Today is Mexico’s Independence Day, marking the Grito de Dolores – the day in 1810 when the Roman Catholic priest Miguel Hidalgo called on his congregation in the small Mexican town of Dolores to revolt against the Spanish colonial government. This “Cry of Dolores” is seen as the flash point that triggered the Mexican War of Independence.

Modern-day Mexico is still a place with its fair share of turmoil, as the government faces increasing pressure over its inability to deal with drugs, violence and corruption. One area that is starting to look more positive, however, is Mexico’s science base – the administration of president Enrique Peña Nieto has vowed to double Mexico’s investment in science and technology to 1% of GDP and has already sanctioned increases in 2013 and 2014.

To shine a light on what the Mexican physics community is up to, this month sees the publication of a new free-to-read Physics World special report on physics in Mexico. We believe that physicists in Mexico are doing engaging work that deserves to be more widely known. In choosing our coverage for the report, we have not only focused on the challenges for the Mexican community, but also hope to give you a flavour of the rich culture and geography of this most colourful of countries.

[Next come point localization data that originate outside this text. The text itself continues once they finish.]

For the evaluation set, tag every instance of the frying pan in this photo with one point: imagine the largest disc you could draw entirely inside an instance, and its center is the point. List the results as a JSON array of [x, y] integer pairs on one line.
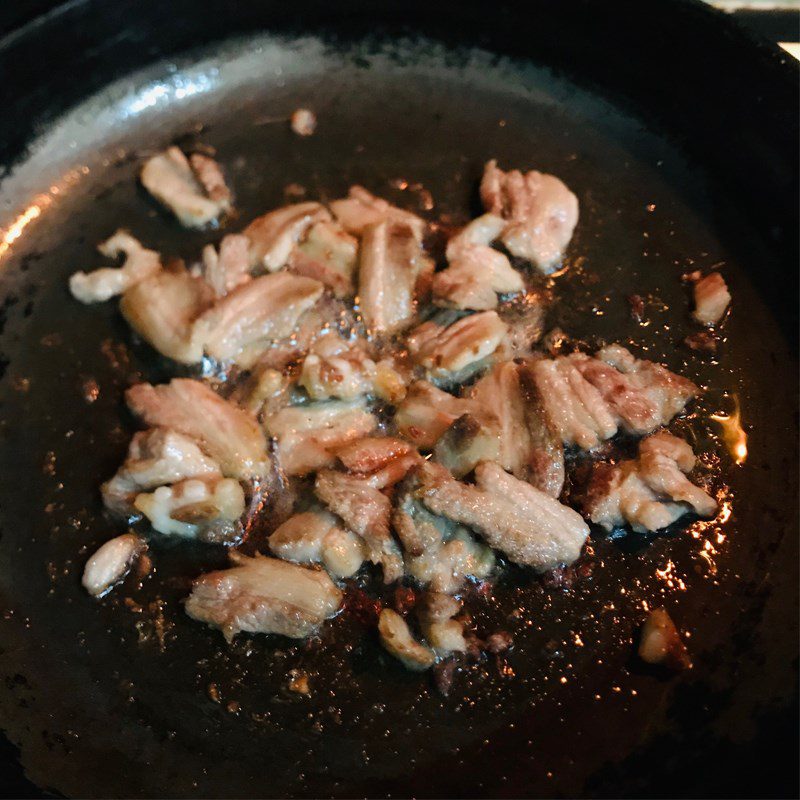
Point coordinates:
[[679, 135]]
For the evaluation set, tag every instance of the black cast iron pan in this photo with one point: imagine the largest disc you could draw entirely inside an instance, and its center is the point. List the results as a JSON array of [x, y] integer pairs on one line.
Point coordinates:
[[679, 135]]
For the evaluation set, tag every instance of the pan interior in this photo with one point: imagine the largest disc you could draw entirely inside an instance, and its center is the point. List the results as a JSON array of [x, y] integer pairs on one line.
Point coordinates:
[[127, 696]]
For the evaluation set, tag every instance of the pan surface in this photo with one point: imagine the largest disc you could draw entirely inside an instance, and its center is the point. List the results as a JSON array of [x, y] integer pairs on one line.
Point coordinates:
[[116, 698]]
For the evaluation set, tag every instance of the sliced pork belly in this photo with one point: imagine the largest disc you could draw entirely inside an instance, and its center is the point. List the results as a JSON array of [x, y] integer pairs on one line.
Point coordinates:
[[264, 595], [329, 255], [111, 563], [361, 208], [649, 492], [427, 412], [397, 639], [443, 633], [530, 527], [481, 231], [273, 236], [228, 434], [393, 273], [474, 278], [450, 352], [240, 325], [309, 435], [156, 457], [207, 509], [316, 537], [195, 192], [642, 395], [107, 282], [225, 270], [365, 511], [163, 308], [711, 299], [541, 213]]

Among the highlights in the report is an account of a visit I made with Physics World editor Matin Durrani to an extinct volcano, Sierra Negra. This former smoking giant is now home to two genuinely world class astronomy facilities, both bi-national projects between Mexico and the US – the Large Millimeter Telescope (LMT) and the High-Altitude Water Cherenkov (HAWC) gamma-ray observatory. Matin and I describe what these instruments are designed to achieve and give an account of our struggles with the altitude conditions at 4600 m above sea level.

Photo of Sierra Negra

A-maize-ing view: The Sierra Negra and the even taller Pico de Orizaba volcanoes behind farm fields of maize. (Courtesy: James Lowenthal)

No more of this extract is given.